J. Geophys. Res. Planets https://doi.org/10.1029/2019JE006276 (2020)

Even though the image of Venus as Earth’s ‘evil twin’ is a stereotype that is increasingly rejected by planetary scientists, it is now quite well established that the two planets formed in each other’s proximity, with the same radius and most probably the same building blocks for composition. The question of when they diverged — that is, for how long Venus was ‘Earth-like’ or at least potentially habitable — thus arises naturally. Michael Way and Anthony Del Genio show that Venus might have been hospitable to life for most of its history.

Way and Del Genio follow the evolution of Venus across its history by running various simulations within a three-dimensional climate model, with varying initial liquid water abundances, atmospheric pressures and compositions, and solar energy flux. The results show that Venus might have followed the Earth’s evolutionary path quite closely after accretion, cooling rapidly and maintaining a temperate climate and surface oceans, for a long time, helped by the carbonate–silicate cycle and volatile recycling. Such a balance would have been thwarted by geological processes, active over a period of tens or hundreds of millions of years, like the onset of widespread volcanism and global resurfacing. These would have warmed Venus to the point of triggering runaway greenhouse, inducing massive water loss and blocking its active tectonics.

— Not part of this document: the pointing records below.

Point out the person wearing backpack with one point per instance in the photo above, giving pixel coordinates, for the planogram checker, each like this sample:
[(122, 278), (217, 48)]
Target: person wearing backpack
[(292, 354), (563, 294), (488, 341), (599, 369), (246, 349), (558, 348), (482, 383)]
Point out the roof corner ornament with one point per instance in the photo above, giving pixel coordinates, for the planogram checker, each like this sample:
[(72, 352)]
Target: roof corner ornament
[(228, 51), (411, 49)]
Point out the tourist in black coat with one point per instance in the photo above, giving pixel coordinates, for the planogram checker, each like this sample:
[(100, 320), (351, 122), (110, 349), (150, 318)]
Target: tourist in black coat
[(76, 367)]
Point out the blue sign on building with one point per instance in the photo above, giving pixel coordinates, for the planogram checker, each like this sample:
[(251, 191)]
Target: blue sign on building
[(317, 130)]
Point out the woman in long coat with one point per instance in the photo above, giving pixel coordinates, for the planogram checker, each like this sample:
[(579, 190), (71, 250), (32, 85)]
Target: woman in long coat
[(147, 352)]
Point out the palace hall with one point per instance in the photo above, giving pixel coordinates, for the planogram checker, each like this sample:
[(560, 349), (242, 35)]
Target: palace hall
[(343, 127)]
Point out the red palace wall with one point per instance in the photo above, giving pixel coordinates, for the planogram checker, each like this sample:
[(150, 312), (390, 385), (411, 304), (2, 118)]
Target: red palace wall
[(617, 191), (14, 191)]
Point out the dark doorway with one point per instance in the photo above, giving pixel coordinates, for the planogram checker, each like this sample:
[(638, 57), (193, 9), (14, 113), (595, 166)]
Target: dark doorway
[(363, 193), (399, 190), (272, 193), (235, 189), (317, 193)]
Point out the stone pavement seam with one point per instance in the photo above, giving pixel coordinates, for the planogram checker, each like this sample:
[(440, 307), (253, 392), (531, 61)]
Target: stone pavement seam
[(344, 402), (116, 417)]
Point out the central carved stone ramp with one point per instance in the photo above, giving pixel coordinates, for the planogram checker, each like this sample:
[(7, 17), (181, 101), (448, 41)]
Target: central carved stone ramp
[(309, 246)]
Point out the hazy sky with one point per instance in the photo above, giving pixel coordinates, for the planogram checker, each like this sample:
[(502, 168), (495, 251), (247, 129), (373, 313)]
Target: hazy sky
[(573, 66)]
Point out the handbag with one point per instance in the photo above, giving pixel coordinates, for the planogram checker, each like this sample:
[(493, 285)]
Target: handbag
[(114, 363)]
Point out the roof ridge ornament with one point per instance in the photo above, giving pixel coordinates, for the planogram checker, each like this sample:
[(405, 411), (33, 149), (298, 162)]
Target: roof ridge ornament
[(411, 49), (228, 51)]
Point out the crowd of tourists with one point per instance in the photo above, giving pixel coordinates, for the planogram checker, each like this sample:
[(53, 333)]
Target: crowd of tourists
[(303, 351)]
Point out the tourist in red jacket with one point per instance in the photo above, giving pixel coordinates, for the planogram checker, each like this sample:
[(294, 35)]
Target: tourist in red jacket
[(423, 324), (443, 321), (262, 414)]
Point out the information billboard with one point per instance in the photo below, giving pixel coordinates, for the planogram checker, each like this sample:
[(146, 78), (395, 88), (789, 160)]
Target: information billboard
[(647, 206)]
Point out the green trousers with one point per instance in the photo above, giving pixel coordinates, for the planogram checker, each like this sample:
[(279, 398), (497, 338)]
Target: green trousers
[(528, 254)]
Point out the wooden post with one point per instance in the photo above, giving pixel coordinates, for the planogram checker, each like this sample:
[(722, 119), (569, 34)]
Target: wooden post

The work of Way and Del Genio excludes a progressive early rush towards the present hellish conditions, with important implications for the evolution and habitability of Earth-sized exoplanets, but huge uncertainties still remain on the timing of the described processes, as they might have ended as early as three billion years ago or as late as a few hundred million years ago. Only a new dedicated mission to Venus will be able to provide an answer.